From 51c7a3597935ed2cb969521a0ada0b7209f78ec2 Mon Sep 17 00:00:00 2001
From: kSkip <kSkip@users.noreply.github.com>
Date: Sat, 11 May 2024 19:07:36 -0500
Subject: [PATCH] Add input_tensor input type (#2951)

---
 dlib/cuda/tensor.h          |  8 ++++
 dlib/cuda/tensor_abstract.h |  8 ++++
 dlib/dnn/input.h            | 87 +++++++++++++++++++++++++++++++++++++
 dlib/dnn/input_abstract.h   | 51 ++++++++++++++++++++++
 dlib/test/dnn.cpp           | 33 ++++++++++++++
 5 files changed, 187 insertions(+)
diff --git a/dlib/cuda/tensor.h b/dlib/cuda/tensor.h
index 886dcadb7e..6a893df311 100644
--- a/dlib/cuda/tensor.h
+++ b/dlib/cuda/tensor.h
@@ -680,6 +680,14 @@ namespace dlib
 
 // ----------------------------------------------------------------------------------------
 
+    inline void memcpy (
+        alias_tensor_instance&& dest, 
+        const tensor& src
+    ) 
+    {
+        memcpy(static_cast<tensor&>(dest), src);
+    }
+
 }
 
 #endif // DLIB_DNn_TENSOR_H_
diff --git a/dlib/cuda/tensor_abstract.h b/dlib/cuda/tensor_abstract.h
index 73a9fff77a..62f649391e 100644
--- a/dlib/cuda/tensor_abstract.h
+++ b/dlib/cuda/tensor_abstract.h
@@ -607,6 +607,14 @@ namespace dlib
         ); 
     };
 
+    inline void memcpy (
+        alias_tensor_instance&& dest, 
+        const tensor& src
+    ) { memcpy(static_cast<tensor&>(dest), src); }
+    /*!
+        A convenient overload for copying from src to dest when you have a temporary alias tensor.
+    !*/
+
     class alias_tensor_const_instance 
     {
         /*!
diff --git a/dlib/dnn/input.h b/dlib/dnn/input.h
index d49b477ca9..8cd7ae9def 100644
--- a/dlib/dnn/input.h
+++ b/dlib/dnn/input.h
@@ -1082,6 +1082,93 @@ namespace dlib
         float avg_blue;
     };
 
+// ----------------------------------------------------------------------------------------
+
+    class input_tensor
+    {
+    public:
+        typedef tensor input_type;
+
+        input_tensor() {}
+        input_tensor(const input_tensor&) {}
+
+        template<typename forward_iterator>
+        void to_tensor(
+            forward_iterator ibegin,
+            forward_iterator iend,
+            resizable_tensor& data
+        ) const
+        {
+            DLIB_CASSERT(std::distance(ibegin, iend) > 0);
+            const auto k = ibegin->k();
+            const auto nr = ibegin->nr();
+            const auto nc = ibegin->nc();
+            // make sure all the input tensors have the same dimensions
+            for (auto i = ibegin; i != iend; ++i)
+            {
+                DLIB_CASSERT(i->k() == k && i->nr() == nr && i->nc() == nc,
+                    "\t input_tensor::to_tensor()"

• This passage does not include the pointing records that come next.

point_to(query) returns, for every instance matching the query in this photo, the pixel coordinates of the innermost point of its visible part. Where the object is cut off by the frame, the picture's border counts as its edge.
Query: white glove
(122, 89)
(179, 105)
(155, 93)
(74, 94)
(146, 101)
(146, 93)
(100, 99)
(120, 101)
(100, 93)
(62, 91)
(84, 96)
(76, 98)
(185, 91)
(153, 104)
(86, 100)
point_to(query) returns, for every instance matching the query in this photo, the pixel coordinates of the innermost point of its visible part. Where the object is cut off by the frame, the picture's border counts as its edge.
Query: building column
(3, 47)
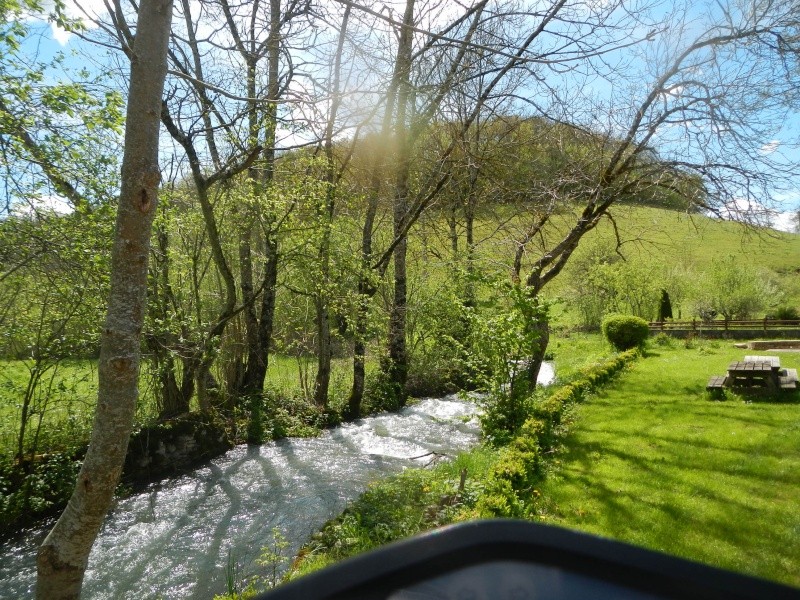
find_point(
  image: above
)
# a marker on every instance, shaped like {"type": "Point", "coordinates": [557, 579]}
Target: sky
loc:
{"type": "Point", "coordinates": [54, 39]}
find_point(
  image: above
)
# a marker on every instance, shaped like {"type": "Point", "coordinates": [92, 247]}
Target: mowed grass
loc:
{"type": "Point", "coordinates": [653, 462]}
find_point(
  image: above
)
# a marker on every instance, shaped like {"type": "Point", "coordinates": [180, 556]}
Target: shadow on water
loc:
{"type": "Point", "coordinates": [173, 539]}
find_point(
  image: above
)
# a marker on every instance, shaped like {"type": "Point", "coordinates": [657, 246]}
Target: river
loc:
{"type": "Point", "coordinates": [176, 538]}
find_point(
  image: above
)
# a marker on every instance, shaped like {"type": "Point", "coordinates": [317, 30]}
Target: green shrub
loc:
{"type": "Point", "coordinates": [785, 313]}
{"type": "Point", "coordinates": [625, 331]}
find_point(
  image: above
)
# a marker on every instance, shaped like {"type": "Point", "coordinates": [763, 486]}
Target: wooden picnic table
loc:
{"type": "Point", "coordinates": [755, 371]}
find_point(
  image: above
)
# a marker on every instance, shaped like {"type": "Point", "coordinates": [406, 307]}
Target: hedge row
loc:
{"type": "Point", "coordinates": [519, 466]}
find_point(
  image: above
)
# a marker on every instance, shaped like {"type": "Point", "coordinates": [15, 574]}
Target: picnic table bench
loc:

+                    << "\n\t All tensor objects given to to_tensor() must have the same dimensions."
+                    << "\n\t k: " << k
+                    << "\n\t nr: " << nr
+                    << "\n\t nc: " << nc
+                    << "\n\t i->k(): " << i->k()
+                    << "\n\t i->nr(): " << i->nr()
+                    << "\n\t i->nc(): " << i->nc()
+                );
+            }
+
+            const auto num_samples = count_samples(ibegin, iend);
+            // initialize data to the right size to contain the stuff in the iterator range.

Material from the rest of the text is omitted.